Friday, April 19, 2013

April 19

Our Hero....

Hey buddy
I have been sitting here at the computer for a while now staring at the screen. I don’t know what to say. Your daddy says, “I miss you”. He went to the driving range tonight and said he missed having you there with him. I know you used to love to go there with him, just the two of you. You loved to take your clubs and “hit it on the screws” and practice your putting on the green. It is so hard to push through and do these things now without you. My only solace is that I know that you are constantly walking with us. I read a poem today that said that you are closer to us now that you ever were when you were here on earth. So I spend moments in the day, mostly when I feel as though I am going to break apart, and try to just sit and be still. I try to imagine what you would be doing in that moment, how you would comfort me. And I know that you are. I know that you are listening to me and hearing my conversations with you. Evelyn and Ryan have been having so much fun playing together and I am sure you watch them with joy in your heart. It is such a catch 22 because I know that you would have loved to played imaginary games with them. Tonight Evelyn had on your Batman cape and flower glasses and it reminded me of the day you dressed up exactly the same. They get out all the instruments and their new microphone and have a little garage band together. Oh the music you guys would have made!
I know that you already know this but it has been really hard for mommy to talk about. But you are going to be a big brother, again. We found out we were going to have a baby almost a month before you left us. I was so excited at the thought of new beginnings. I knew your nurturing, caring and loving spirit would have been so excited to have a baby around the house. I can still see it. I imagine you holding the baby and looking lovingly into their eyes. Wanting to help in everyway possible. The thought now that you are no longer able to be a big brother to this baby is more than my heart can endure. We have not really told very many people, yet, but my tummy is getting so big now I can’t hide the secret anymore. I have a difficult time explaining to people how difficult it is to be joyful about new life when yours was just taken away. I find a lot of comfort knowing how close you are to this baby. That you can already speak to it and tell it stories. You can introduce yourself and Jackie and let them know what a ride they are in for. Oh how I pray that you could be there with us.
Well I just wanted to send you a note and tell you how much I love you and miss you. How much I appreciate you calming my heart when it feels as though it is going to pop out of my chest. I pray you stay close to us and help us to understand.

Love Mommy

10 comments:

  1. Dear Megan, Chris and family,

    Congratulations on the news! I am so happy for you!

    A month ago I had a very vivid dream where I was watching you, holding a baby in your arms and washing the baby's hair. Standing to your right was Christian wearing one of the biggest smiles one can imagine. He was happy to be a big brother and that was evident with the smile on his face. I found the dream "odd" and thought nothing more of it until reading your blog tonight.

    You had written "The thought now that you are no longer able to be a big brother to this baby is more than my heart can endure." I believe with everything in me that Christian knows he will be a big brother ~ I really do.

    I pray your heart continues to find peace in knowing he walks besides you.

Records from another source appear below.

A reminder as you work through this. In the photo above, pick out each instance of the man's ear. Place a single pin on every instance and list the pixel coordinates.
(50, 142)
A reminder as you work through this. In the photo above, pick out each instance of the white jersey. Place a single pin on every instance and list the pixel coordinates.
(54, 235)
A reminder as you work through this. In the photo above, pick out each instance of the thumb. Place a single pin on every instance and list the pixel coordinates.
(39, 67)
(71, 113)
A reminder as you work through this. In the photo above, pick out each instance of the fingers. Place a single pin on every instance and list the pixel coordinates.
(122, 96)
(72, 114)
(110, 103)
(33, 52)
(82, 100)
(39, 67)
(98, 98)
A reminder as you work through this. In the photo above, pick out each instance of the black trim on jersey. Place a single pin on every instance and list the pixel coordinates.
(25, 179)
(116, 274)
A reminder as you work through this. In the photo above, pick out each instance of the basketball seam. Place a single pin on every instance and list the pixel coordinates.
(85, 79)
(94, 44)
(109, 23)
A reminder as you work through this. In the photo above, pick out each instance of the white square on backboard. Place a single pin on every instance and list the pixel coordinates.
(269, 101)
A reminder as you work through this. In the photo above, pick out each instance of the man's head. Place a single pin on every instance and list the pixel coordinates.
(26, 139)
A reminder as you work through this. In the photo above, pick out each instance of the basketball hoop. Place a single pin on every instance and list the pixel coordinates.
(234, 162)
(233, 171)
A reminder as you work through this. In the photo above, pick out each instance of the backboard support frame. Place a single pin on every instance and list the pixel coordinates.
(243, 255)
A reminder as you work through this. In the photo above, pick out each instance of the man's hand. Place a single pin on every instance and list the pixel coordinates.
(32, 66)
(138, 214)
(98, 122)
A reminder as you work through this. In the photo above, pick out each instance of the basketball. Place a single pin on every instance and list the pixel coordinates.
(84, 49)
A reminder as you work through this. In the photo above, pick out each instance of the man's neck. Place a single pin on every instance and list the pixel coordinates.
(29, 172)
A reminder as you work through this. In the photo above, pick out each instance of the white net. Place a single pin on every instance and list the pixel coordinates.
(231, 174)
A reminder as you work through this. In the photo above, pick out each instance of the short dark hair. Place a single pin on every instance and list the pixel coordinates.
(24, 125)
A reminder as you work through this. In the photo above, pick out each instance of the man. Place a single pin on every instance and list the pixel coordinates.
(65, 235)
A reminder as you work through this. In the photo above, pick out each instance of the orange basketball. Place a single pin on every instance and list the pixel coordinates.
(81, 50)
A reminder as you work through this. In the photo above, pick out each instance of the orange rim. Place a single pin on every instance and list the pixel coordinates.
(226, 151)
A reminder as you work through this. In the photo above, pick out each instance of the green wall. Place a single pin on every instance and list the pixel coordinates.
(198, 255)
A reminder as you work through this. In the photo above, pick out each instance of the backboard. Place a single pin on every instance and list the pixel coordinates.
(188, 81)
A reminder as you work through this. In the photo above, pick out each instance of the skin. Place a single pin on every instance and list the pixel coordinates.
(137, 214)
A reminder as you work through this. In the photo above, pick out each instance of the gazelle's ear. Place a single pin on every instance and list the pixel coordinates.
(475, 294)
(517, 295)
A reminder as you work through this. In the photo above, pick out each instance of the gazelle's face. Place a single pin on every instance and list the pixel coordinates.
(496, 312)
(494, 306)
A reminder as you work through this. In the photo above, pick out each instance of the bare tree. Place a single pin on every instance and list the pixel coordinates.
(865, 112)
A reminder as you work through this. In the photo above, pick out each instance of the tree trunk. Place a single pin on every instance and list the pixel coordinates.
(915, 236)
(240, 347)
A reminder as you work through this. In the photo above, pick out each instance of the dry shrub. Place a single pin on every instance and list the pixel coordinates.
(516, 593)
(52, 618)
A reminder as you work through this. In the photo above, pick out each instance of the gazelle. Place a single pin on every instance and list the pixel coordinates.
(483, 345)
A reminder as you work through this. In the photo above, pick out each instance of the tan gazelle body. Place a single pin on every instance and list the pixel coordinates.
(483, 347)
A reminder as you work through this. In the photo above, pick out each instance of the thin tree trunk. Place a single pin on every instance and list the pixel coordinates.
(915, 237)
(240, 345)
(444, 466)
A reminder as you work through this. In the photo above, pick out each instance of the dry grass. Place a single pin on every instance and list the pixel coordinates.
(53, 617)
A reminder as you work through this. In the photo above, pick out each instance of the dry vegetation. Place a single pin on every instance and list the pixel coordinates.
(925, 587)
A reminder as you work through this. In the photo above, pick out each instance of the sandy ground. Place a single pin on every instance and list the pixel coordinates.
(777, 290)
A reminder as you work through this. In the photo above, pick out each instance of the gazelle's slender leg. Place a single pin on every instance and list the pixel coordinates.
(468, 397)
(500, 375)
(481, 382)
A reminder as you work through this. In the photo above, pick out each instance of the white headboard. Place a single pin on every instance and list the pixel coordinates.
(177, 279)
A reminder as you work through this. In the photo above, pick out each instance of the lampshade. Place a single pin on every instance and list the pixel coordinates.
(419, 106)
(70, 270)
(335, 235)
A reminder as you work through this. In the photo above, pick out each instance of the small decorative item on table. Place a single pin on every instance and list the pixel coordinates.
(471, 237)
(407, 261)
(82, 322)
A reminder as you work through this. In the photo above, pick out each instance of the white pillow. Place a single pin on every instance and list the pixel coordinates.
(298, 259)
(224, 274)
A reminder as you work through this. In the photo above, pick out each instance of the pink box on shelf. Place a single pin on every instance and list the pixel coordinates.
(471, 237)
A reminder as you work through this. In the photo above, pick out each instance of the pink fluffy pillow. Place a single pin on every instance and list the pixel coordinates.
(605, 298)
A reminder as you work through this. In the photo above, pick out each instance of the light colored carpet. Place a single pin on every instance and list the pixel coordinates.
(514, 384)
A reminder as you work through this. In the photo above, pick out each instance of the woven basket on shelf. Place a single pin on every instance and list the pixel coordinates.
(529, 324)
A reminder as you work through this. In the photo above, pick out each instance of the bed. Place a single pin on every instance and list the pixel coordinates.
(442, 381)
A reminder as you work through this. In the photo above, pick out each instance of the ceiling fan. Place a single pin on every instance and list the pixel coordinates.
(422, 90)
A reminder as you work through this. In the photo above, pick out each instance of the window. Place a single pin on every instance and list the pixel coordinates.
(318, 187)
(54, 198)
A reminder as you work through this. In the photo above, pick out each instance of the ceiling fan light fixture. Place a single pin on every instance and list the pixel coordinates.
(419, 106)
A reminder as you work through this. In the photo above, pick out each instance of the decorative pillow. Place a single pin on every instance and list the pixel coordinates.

    Once again, congratulations. I am so very happy for you all.

    ReplyDelete
  2. What wonderful news!! I'm sure Christian is doing a happy dance in heaven. :)

    ReplyDelete
  3. "Life in all its fullness" is what comes to mind and your life has been Life with a capital "L", which also stands for Love. Congratulations and Blessings to all of you :-) Patricia (Antigonish)

    ReplyDelete
  4. I hope you can enjoy the rest of your pregnancy and the birth of your new little one while you have to endure all your sadness and pain. What a conflict. I cannot imagine the roller coaster you must be on right now Megan. To have such joy and such heartache all at once.

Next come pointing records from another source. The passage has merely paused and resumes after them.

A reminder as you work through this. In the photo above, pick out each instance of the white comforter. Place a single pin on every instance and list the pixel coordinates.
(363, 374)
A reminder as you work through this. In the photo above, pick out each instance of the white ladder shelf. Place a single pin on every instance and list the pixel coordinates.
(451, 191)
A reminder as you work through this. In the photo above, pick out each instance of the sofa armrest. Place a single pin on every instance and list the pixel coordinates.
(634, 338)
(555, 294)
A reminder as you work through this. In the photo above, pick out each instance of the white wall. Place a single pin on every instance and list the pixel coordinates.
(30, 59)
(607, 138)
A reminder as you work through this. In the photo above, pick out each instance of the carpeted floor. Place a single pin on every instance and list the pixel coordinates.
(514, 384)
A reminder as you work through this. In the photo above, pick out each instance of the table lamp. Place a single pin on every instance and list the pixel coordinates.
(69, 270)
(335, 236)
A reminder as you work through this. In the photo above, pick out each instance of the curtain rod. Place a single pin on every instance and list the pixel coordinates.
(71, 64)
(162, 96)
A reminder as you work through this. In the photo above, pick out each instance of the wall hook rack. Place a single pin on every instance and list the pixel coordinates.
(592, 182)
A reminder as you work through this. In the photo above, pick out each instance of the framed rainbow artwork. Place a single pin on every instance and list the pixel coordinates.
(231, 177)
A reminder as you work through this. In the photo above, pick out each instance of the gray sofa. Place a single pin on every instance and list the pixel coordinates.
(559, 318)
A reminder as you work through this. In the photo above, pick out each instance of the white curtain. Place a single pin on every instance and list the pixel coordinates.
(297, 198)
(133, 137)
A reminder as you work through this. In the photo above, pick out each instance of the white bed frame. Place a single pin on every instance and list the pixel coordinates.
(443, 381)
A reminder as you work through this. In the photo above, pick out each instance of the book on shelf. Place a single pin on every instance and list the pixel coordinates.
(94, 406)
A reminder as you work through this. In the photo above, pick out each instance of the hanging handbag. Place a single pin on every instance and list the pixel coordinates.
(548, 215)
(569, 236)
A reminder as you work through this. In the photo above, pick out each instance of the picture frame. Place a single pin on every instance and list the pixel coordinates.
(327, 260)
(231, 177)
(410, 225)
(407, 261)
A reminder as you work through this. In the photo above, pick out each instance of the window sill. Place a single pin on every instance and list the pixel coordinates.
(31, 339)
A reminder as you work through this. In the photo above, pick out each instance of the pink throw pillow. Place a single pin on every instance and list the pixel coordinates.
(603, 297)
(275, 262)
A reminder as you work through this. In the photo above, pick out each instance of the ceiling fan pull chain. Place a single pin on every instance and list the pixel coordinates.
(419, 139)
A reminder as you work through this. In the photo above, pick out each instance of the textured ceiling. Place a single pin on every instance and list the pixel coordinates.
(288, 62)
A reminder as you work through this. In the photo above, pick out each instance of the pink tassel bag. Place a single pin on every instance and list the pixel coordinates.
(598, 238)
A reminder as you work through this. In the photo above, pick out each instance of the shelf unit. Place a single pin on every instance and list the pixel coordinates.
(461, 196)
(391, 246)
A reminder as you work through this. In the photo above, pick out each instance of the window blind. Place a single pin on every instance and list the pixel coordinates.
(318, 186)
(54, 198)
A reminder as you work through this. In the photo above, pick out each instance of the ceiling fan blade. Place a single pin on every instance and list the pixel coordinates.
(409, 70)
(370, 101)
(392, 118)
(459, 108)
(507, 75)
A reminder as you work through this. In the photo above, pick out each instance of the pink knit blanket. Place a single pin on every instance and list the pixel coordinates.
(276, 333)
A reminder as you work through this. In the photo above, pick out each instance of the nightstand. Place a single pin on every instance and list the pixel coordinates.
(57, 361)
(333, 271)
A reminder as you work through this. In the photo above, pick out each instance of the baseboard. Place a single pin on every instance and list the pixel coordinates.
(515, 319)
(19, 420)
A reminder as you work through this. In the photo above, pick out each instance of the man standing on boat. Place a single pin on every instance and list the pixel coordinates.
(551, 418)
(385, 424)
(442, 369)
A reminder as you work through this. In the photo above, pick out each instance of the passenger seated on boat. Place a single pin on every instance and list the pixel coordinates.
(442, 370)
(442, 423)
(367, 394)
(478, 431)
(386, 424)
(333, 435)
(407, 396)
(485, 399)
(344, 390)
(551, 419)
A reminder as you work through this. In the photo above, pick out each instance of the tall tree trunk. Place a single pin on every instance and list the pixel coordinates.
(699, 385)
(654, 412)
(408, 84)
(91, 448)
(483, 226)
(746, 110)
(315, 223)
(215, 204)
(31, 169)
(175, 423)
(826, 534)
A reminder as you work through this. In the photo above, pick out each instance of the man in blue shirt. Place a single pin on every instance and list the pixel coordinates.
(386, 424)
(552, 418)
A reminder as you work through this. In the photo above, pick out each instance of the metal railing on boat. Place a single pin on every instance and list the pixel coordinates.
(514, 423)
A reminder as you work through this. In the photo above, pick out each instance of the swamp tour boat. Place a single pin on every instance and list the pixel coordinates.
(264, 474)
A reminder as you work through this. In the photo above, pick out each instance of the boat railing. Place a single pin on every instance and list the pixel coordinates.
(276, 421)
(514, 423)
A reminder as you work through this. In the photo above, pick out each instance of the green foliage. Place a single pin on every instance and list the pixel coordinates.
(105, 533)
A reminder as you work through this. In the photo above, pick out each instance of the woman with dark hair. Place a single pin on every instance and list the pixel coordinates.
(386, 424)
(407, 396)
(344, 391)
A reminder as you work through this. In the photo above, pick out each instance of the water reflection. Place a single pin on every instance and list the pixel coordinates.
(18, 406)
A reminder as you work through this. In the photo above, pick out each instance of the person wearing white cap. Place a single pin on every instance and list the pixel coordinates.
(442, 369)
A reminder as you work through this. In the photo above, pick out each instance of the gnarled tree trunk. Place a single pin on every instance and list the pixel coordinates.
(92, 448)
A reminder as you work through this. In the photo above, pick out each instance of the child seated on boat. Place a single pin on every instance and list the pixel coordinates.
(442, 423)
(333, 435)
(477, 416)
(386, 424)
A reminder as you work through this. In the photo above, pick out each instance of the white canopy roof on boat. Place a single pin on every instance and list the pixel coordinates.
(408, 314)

    I am sure that your Christian has run his hand over the baby's soft head and looked lovingly into his or her eyes and told them what a loving, safe and special family they are about to enter into. He has probably whispered to them that he will watch over them, as he has been watching over all of you since he left you.

    Amongst all the pain, you are blessed.

    Lise W.

    ReplyDelete
  5. Congratulations to you both and your family on the coming addition to your family. You are blessed. Christian will be a very special guardian angel to this new baby and all of you. God bless!

    ReplyDelete
  6. Congratulations. What a lucky baby to have you all for his/her family. And this baby will know that Christian is watching over this precious life. Barb and Allan MacL

    ReplyDelete
  7. Wow! Congratulations that is fantastic news! We are so happy for you and your family. This is the first post that has brought me to tears, of happiness for you. I am looking forward to many more. You must know in your heart of hearts that Christian is smiling and just as excited to be a big brother as if he were still on this earth. Maybe even more so knowing that this new addition to your family may make you realize once again what your purpose in life is and that is to be the best, most loving mother as you have always been and will continue to be.
    Thinking of you daily,
    The Magas'

    ReplyDelete
  8. Oh Megan and Chris...congratulations!

    ReplyDelete
  9. Congrats! Such wonderful news :)

    ReplyDelete
  10. Such love finds ways to show you the best of your family. Congratulations on the miracle that is born from this love. Christian, I believe, is rejoicing.